Decided June 4, 2026
- Full case name: FCC v. AT&T Inc.
- Docket no.: 25-406
- Citations: 608 U.S. ___ (more)

Holding
- Because forfeiture orders issued under §503(b)(4) do not definitively resolve the parties' legal obligations, and the FCC's factual findings in forfeiture proceedings are not conclusive, it does not violate the Seventh Amendment for the FCC to issue forfeiture orders without a jury trial.

Court membership
- Chief Justice John Roberts Associate Justices Clarence Thomas · Samuel Alito Sonia Sotomayor · Elena Kagan Neil Gorsuch · Brett Kavanaugh Amy Coney Barrett · Ketanji Brown Jackson

Case opinions
- Majority: Roberts, joined by Alito, Sotomayor, Kagan, Gorsuch, Kavanaugh, Barrett, Jackson
- Dissent: Thomas

= FCC v. AT&T Inc. (2026) =

FCC v. AT&T Inc., , was a United States Supreme Court case in which the court held that because forfeiture orders issued under §503(b)(4) do not definitively resolve the parties' legal obligations, and the FCC's factual findings in forfeiture proceedings are not conclusive, it does not violate the Seventh Amendment for the FCC to issue forfeiture orders without a jury trial.
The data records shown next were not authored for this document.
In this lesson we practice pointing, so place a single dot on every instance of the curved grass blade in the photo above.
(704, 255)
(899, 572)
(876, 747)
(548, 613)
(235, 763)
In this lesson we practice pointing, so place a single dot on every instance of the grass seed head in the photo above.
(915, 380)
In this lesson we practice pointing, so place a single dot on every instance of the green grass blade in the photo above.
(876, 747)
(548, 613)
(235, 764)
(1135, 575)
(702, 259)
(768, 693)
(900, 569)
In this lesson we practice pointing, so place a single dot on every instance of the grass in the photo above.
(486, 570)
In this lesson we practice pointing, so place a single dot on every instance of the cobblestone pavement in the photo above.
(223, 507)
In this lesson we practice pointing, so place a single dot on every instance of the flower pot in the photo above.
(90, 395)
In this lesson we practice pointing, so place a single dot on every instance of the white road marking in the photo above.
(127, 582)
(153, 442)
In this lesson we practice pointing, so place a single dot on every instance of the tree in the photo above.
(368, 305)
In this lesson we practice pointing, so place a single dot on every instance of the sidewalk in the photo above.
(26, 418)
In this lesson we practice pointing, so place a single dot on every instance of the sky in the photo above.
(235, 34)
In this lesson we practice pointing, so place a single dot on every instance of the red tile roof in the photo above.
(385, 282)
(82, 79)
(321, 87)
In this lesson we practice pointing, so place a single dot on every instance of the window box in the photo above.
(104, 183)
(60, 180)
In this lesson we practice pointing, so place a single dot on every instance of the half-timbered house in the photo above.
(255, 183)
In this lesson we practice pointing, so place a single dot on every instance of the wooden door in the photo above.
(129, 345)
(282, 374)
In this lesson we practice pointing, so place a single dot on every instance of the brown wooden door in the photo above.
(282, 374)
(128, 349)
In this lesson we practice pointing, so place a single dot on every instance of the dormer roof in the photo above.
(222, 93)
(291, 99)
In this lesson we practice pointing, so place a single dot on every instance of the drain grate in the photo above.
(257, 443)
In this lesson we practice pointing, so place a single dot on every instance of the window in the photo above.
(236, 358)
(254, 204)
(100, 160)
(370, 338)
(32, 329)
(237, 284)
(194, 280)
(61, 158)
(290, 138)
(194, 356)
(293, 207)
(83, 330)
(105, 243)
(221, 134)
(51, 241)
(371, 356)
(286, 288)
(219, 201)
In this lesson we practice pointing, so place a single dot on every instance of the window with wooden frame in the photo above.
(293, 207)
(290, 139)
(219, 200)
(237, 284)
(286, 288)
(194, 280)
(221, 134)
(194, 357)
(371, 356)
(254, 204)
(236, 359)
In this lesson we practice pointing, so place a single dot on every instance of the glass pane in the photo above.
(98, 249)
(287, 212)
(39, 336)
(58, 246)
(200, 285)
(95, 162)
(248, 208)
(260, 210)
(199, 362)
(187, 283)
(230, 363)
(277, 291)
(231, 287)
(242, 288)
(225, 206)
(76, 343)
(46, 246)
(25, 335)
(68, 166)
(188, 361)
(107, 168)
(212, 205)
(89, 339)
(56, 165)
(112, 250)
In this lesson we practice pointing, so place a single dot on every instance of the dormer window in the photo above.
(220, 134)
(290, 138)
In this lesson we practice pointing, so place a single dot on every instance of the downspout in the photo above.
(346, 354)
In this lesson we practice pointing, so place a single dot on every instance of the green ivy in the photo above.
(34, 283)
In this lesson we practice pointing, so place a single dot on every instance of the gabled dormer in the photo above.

Because of this, the Seventh Amendment does not prohibit administrative adjudications without juries as long as the defendant retains the right to a full de novo jury trial after the administrative proceedings are concluded and before they can be made to pay.

== Analysis ==
In an 8–1 majority, Chief Justice John Roberts clarified the scope of the Seventh Amendment in administrative enforcement proceedings. While the Seventh Amendment preserves the right to a jury before legal obligations are conclusively settled, it does not dictate the stage when a jury trial must take place.The majority concluded agency fact-finding does not infringe upon constitutional jury rights if the findings remain preliminary and subject to de novo review before an Article III jury.

The Court distinguished the FCC's scheme from the Securities and Exchange Commission framework invalidated in SEC v. Jarkesy. Unlike the SEC penalties in Jarkesy, FCC forfeiture orders issued under 47 U.S.C. § 503(b)(4) carry no self-executing authority. Because the government cannot execute on assets, assess interest, or enforce payment without prevailing in a § 504(a) trial, the Court deemed the agency's forfeiture order a non-binding statutory prerequisite to suit (analogous to an EEOC right-to-sue letter) rather than a final adjudication of legal liability.

== Dissent ==
In his dissent, Justice Clarence Thomas argued the majority's holding relied on an incorrect reading of the FCC's enforcement history. He noted the FCC had long framed its forfeiture orders as mandatory. Thomas concluded because the carriers had complied with what appeared to be coercive, binding agency orders under protest, the Court unfairly deprived the carriers of relief.